Sudden Chest Pain While Exerting Yourself Is A Warning Not To Be Ignored

If after climbing a flight of stairs, you find yourself catching your breath and experiencing painful pressure in your chest, you may be getting a warning of early heart disease. The added stress on your heart by climbing the stairs causes it to work harder, and the disease may be depriving the heart of oxygen. Here is what your heart may be warning you about and what to do before even more serious heart problems arise.

Your Heart Needs Blood and Oxygen Like All Other Muscles

Special blood vessels, called the coronary arteries, provide your heart with blood and remove waste materials. Oxygen is one of the key elements in the blood that fuels the heart muscle. As your physical activity increases, such as climbing a flight of stairs, your heart rate increases, and so does the requirement for oxygen.
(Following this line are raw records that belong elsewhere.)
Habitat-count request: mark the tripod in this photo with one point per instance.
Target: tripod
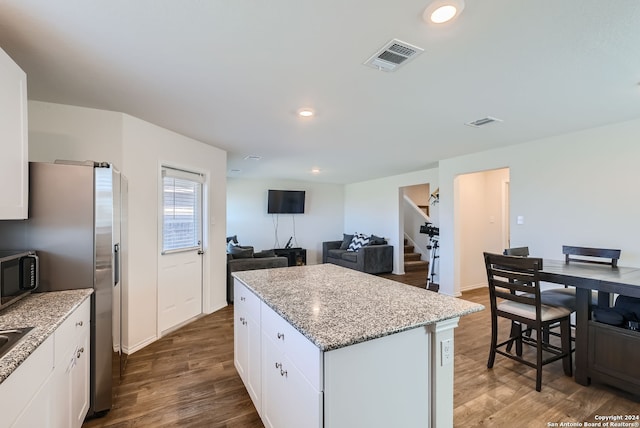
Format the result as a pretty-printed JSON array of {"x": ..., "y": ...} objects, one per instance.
[{"x": 433, "y": 246}]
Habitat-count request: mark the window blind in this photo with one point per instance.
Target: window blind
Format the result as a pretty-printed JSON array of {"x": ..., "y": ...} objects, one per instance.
[{"x": 182, "y": 210}]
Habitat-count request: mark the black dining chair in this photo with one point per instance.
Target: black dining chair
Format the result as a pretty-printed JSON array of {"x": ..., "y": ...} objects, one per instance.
[{"x": 514, "y": 291}]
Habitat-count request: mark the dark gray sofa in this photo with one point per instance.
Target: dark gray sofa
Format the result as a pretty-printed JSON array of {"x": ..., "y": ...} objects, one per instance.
[
  {"x": 249, "y": 263},
  {"x": 368, "y": 259}
]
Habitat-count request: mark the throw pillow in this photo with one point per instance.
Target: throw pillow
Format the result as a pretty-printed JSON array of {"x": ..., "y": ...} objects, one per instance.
[
  {"x": 346, "y": 240},
  {"x": 264, "y": 253},
  {"x": 377, "y": 240},
  {"x": 240, "y": 252},
  {"x": 359, "y": 240}
]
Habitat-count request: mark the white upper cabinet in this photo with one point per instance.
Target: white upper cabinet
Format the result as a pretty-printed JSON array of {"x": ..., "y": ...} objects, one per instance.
[{"x": 14, "y": 149}]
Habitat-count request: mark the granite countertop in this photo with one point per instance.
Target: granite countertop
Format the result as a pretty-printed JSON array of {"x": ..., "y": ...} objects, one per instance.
[
  {"x": 336, "y": 307},
  {"x": 43, "y": 311}
]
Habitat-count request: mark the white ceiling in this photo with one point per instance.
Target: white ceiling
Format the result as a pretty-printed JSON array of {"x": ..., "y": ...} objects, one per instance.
[{"x": 232, "y": 73}]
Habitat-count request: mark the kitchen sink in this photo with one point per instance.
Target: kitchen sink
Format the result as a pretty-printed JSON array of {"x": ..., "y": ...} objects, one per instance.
[{"x": 10, "y": 337}]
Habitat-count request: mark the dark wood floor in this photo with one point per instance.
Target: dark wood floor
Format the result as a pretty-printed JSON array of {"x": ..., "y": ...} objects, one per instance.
[{"x": 187, "y": 379}]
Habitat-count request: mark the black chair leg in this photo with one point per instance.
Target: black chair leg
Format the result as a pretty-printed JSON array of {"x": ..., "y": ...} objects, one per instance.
[
  {"x": 567, "y": 361},
  {"x": 494, "y": 342},
  {"x": 538, "y": 361}
]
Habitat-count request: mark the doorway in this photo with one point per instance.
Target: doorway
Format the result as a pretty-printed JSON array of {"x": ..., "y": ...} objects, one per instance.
[
  {"x": 180, "y": 261},
  {"x": 481, "y": 215}
]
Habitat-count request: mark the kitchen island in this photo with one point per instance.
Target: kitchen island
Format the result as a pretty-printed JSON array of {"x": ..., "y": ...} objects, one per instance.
[{"x": 327, "y": 346}]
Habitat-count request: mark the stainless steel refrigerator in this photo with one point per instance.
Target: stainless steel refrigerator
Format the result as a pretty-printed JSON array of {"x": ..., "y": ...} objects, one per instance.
[{"x": 74, "y": 225}]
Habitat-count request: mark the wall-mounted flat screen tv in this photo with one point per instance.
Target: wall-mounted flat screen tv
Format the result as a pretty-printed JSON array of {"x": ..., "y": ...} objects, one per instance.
[{"x": 285, "y": 202}]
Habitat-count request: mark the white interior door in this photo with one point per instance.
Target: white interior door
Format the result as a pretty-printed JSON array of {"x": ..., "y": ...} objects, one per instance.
[{"x": 180, "y": 261}]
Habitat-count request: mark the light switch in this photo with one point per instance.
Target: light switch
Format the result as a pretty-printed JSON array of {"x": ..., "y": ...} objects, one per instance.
[{"x": 446, "y": 352}]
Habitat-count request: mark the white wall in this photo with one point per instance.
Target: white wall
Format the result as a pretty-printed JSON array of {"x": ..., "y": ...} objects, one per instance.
[
  {"x": 65, "y": 132},
  {"x": 248, "y": 219},
  {"x": 146, "y": 147},
  {"x": 138, "y": 148},
  {"x": 373, "y": 207},
  {"x": 578, "y": 189},
  {"x": 479, "y": 222}
]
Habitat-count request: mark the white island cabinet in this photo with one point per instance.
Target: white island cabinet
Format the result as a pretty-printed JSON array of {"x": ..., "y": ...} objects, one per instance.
[
  {"x": 51, "y": 387},
  {"x": 14, "y": 151},
  {"x": 340, "y": 348}
]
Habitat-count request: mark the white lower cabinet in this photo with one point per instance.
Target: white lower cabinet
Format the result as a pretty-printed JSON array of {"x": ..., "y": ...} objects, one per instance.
[
  {"x": 51, "y": 387},
  {"x": 24, "y": 395},
  {"x": 394, "y": 380},
  {"x": 247, "y": 357},
  {"x": 291, "y": 392}
]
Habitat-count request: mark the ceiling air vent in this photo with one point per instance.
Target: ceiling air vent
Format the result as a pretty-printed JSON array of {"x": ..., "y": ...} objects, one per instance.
[
  {"x": 482, "y": 122},
  {"x": 392, "y": 55}
]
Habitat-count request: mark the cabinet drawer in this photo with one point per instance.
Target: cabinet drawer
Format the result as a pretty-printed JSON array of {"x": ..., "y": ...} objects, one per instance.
[
  {"x": 70, "y": 330},
  {"x": 24, "y": 383},
  {"x": 300, "y": 351},
  {"x": 289, "y": 399},
  {"x": 245, "y": 300}
]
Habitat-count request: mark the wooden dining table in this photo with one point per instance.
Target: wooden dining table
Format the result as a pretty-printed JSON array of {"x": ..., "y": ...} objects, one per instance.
[{"x": 586, "y": 277}]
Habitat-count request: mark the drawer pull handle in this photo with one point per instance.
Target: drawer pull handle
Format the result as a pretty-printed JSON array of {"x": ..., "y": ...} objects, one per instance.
[{"x": 282, "y": 372}]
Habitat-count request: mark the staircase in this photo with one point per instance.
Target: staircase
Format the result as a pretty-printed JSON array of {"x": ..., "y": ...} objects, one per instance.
[{"x": 412, "y": 262}]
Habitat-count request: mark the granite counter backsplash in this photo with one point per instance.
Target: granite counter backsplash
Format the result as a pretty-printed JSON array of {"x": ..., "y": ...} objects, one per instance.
[
  {"x": 43, "y": 311},
  {"x": 335, "y": 307}
]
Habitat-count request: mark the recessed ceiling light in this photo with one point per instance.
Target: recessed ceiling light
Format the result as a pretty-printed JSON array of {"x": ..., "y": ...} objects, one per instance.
[
  {"x": 305, "y": 112},
  {"x": 441, "y": 11}
]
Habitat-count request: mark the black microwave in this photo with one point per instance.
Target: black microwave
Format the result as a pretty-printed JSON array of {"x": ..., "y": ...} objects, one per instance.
[{"x": 19, "y": 275}]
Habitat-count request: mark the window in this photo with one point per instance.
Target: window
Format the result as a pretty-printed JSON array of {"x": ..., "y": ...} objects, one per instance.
[{"x": 182, "y": 210}]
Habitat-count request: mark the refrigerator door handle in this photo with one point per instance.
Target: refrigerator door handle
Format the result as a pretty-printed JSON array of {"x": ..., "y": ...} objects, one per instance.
[{"x": 116, "y": 264}]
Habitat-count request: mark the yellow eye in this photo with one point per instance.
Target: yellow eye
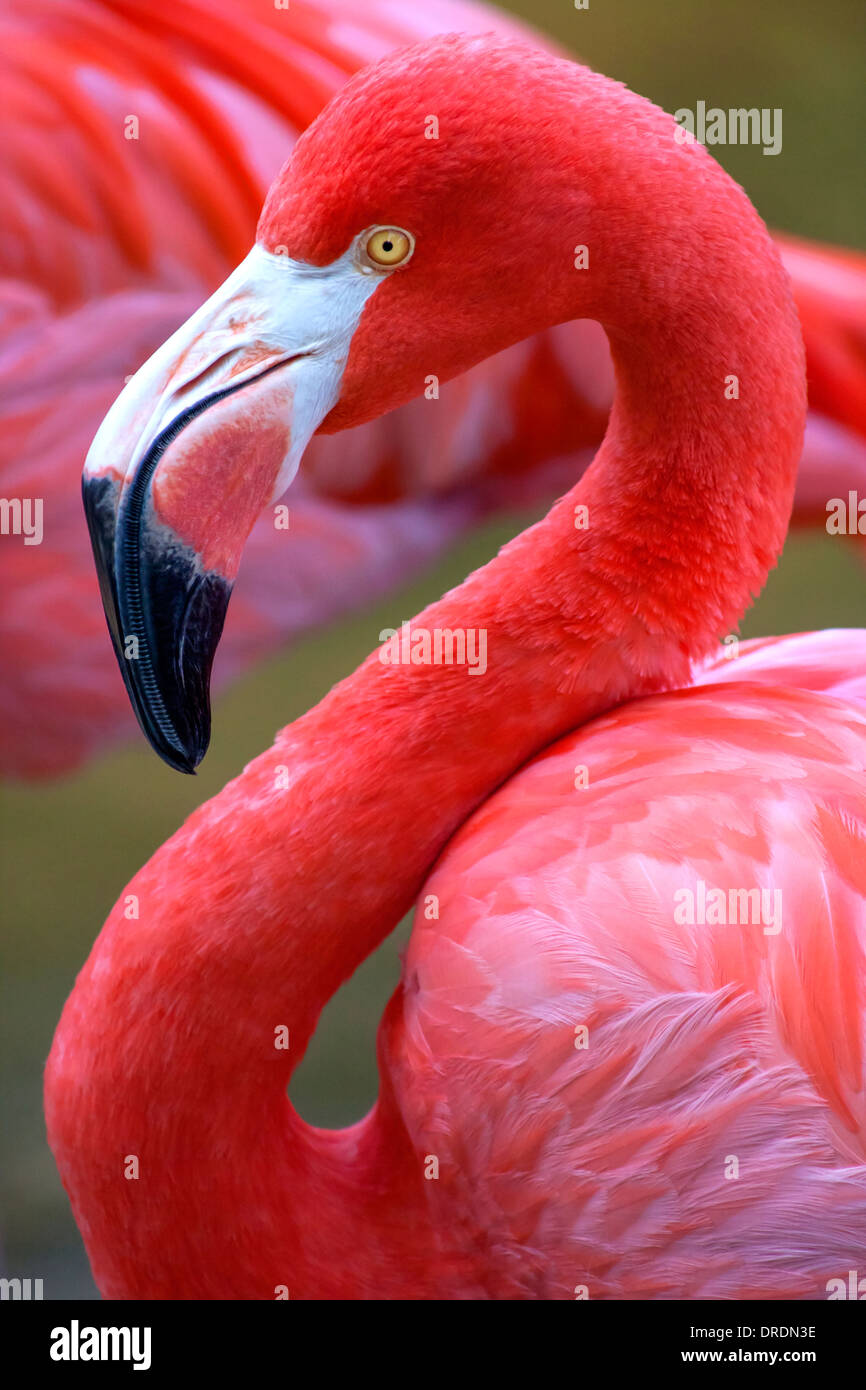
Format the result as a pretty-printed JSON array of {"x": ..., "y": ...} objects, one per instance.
[{"x": 388, "y": 246}]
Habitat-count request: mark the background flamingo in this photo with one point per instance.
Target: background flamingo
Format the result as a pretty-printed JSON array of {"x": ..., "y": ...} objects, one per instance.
[
  {"x": 107, "y": 246},
  {"x": 599, "y": 1169}
]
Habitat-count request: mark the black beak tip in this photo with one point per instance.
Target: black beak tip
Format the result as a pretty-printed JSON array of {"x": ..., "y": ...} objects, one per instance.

More blood is pumped through the coronary arteries to satisfy your heart's need for more oxygen.

When these special blood vessels become damaged due to heart disease, they aren't able to send the blood needed to the heart. The heart muscle becomes starved of oxygen and reacts by sending you a painful signal. Angina is the term used to describe the heart pain you felt going up the stairs. When you rested at the top of the stairs, the pain went away as your heart rate went down.
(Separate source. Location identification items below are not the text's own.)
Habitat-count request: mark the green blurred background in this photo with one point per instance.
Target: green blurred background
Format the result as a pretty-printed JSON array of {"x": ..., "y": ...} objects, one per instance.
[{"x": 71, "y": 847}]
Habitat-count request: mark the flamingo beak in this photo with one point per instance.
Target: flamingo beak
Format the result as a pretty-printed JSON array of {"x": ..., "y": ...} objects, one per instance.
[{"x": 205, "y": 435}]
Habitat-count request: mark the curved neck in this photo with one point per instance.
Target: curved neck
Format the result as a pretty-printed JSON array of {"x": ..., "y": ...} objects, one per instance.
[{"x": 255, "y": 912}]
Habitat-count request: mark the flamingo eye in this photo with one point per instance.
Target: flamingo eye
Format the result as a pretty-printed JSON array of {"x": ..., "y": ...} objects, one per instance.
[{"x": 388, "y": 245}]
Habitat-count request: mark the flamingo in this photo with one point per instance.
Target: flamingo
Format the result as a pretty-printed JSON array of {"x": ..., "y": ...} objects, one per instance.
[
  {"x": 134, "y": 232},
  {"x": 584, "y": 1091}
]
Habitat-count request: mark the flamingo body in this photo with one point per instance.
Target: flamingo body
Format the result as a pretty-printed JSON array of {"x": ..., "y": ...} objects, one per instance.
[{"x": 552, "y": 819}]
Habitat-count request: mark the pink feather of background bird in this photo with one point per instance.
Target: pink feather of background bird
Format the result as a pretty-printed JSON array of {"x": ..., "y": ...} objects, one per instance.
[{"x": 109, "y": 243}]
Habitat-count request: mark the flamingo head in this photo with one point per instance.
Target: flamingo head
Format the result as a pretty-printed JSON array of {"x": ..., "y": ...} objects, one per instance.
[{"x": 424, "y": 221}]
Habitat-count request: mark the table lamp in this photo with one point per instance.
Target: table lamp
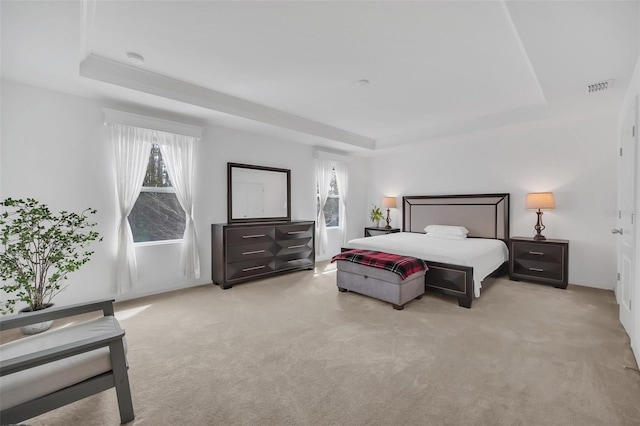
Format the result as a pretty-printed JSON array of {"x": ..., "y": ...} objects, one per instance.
[
  {"x": 540, "y": 201},
  {"x": 388, "y": 203}
]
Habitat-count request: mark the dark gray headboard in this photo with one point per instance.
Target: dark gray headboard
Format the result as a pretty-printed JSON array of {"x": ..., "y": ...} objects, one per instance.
[{"x": 484, "y": 215}]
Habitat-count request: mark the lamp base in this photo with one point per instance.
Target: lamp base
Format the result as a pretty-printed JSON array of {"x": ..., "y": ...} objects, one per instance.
[{"x": 539, "y": 228}]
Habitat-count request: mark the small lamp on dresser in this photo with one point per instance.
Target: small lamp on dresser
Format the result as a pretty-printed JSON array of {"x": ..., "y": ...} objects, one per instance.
[
  {"x": 388, "y": 203},
  {"x": 540, "y": 201}
]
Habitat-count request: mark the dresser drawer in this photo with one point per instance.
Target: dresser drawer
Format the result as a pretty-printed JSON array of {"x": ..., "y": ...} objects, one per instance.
[
  {"x": 245, "y": 252},
  {"x": 294, "y": 246},
  {"x": 250, "y": 268},
  {"x": 294, "y": 231},
  {"x": 295, "y": 260},
  {"x": 252, "y": 235},
  {"x": 538, "y": 252}
]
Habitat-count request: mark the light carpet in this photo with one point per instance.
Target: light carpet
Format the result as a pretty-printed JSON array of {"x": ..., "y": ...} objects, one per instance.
[{"x": 292, "y": 350}]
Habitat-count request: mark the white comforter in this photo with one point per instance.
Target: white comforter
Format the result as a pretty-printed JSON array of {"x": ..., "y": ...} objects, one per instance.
[{"x": 484, "y": 255}]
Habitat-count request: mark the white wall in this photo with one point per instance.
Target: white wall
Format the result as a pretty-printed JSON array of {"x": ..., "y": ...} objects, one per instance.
[
  {"x": 632, "y": 92},
  {"x": 577, "y": 161},
  {"x": 54, "y": 148}
]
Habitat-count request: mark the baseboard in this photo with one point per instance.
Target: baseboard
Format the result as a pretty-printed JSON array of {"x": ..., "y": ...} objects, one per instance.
[{"x": 130, "y": 296}]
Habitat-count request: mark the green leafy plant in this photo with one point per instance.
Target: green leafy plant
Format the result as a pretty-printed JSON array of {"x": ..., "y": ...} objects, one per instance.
[
  {"x": 39, "y": 250},
  {"x": 376, "y": 214}
]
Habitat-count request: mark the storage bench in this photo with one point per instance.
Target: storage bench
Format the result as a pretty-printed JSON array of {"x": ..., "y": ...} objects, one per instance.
[{"x": 379, "y": 283}]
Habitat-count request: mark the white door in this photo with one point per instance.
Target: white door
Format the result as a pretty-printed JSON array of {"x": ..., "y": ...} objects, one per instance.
[{"x": 627, "y": 218}]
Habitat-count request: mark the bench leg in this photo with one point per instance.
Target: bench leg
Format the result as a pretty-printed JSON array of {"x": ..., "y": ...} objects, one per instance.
[{"x": 121, "y": 379}]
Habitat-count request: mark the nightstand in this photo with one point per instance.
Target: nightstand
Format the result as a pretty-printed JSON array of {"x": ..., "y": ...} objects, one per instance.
[
  {"x": 372, "y": 231},
  {"x": 543, "y": 261}
]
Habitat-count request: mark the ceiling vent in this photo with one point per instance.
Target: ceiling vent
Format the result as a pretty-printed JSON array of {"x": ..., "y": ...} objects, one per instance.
[{"x": 599, "y": 86}]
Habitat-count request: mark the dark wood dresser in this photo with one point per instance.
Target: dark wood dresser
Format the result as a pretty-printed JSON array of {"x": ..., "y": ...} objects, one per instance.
[
  {"x": 248, "y": 251},
  {"x": 543, "y": 261}
]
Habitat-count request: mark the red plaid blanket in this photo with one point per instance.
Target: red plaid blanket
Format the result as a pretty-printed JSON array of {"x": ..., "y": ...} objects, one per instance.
[{"x": 401, "y": 265}]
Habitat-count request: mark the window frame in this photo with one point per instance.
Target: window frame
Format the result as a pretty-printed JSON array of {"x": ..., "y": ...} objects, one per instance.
[
  {"x": 163, "y": 190},
  {"x": 334, "y": 177}
]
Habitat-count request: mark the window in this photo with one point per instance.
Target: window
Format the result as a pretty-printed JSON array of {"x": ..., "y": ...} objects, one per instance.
[
  {"x": 157, "y": 215},
  {"x": 332, "y": 207}
]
Chest Pain Versus a Heart Attack

The chest pain while climbing stairs was a warning. It means you still have time to react before the heart disease gets serious. If the pain had not subsided when you rested at the top of the stairs, your doctor would say that you've had a heart attack. This is an indication that some of your heart muscle is being permanently damaged, and if not addressed immediately, death may be imminent. A full-blown heart attack often consists of:

  • Intense pressure in your chest that doesn't go away as you rest
  • Radiating pain from the chest into your neck and shoulders and down your left arm
  • Pain that ebbs and flows between periods of intense and mild pain

Factors Contributing to Heart Disease

A number of conditions can prevent the coronary arteries from providing your heart with enough blood. Some of these include:

  • Atherosclerosis - This is a disease that causes the blood vessels to lose their flexibility. This reduces their ability to respond to the heart's request for varying levels of blood and oxygen.
  • High cholesterol - This can allow fatty deposits to build up on the walls of the blood vessels. The deposits allow less blood to flow through the coronary arteries to the heart. In advanced cases of heart disease, the vessels may become completely blocked.
  • Diabetes - This disease causes changes in the walls of the blood vessels so they are no longer as efficient at pumping blood.

At the first sign of chest pain, contact your doctor. They will refer you to the heart doctors who specialize in diagnosing heart disease and recommend treatment to prevent you from having a heart attack. Don't ignore this warning sign as it may be the only one you get before you have a much more painful experience.